Purpose: The p53 tumor suppressor gene plays a central role in cell cycle regulation and induction of apoptosis. We analyzed p53 alterations and their impact on response to chemotherapy and clinical outcome in ovarian cancer patients.
Experimental design: One hundred seventy-eight ovarian carcinomas, snap frozen and stored at -80 degrees C, were analyzed for mutations of the p53 gene (exons 2-11) by single-strand conformation polymorphism and DNA sequencing and for p53 overexpression by immunohistochemistry (monoclonal antibody DO7).
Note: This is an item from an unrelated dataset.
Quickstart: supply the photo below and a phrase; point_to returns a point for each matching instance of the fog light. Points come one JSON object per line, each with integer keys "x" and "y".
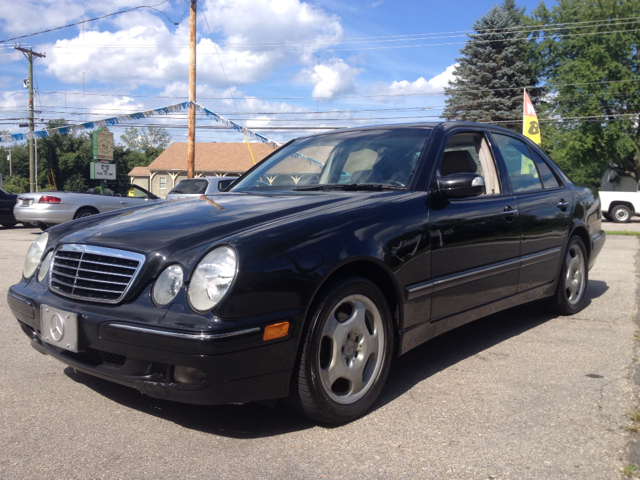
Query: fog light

Results: p53 mutations were found in 56% (99 of 178) of the tumors, and 62% of these were located in evolutionary highly conserved domains of the gene. Time to progression and overall survival were significantly shortened in patients with p53 mutations compared with wild-type p53 (P = 0.029 and P = 0.014) and patients with mutations in highly conserved domains as opposed to nonconserved domains or wild-type p53 (P = 0.010 and P = 0.007). p53 protein overexpression (>10% positively stained nuclei) was found in 62% (110 of 178). Time to progression and overall survival were shorter in cases with p53 overexpression (cutpoint, 10%: P = 0.071 and P = 0.056) but only marginally significant. Resistance to adjuvant cisplatin or carboplatin chemotherapy was significantly more frequent in patients with p53 overexpression (P = 0.001) or p53 missense mutations (P = 0.008) than patients with normal p53.
Conclusions: p53 alterations correlate significantly with resistance to platinum-based chemotherapy, early relapse, and shortened overall survival in ovarian cancer patients in univariate analysis. In multivariable analysis though, p53 was not an independent prognostic factor.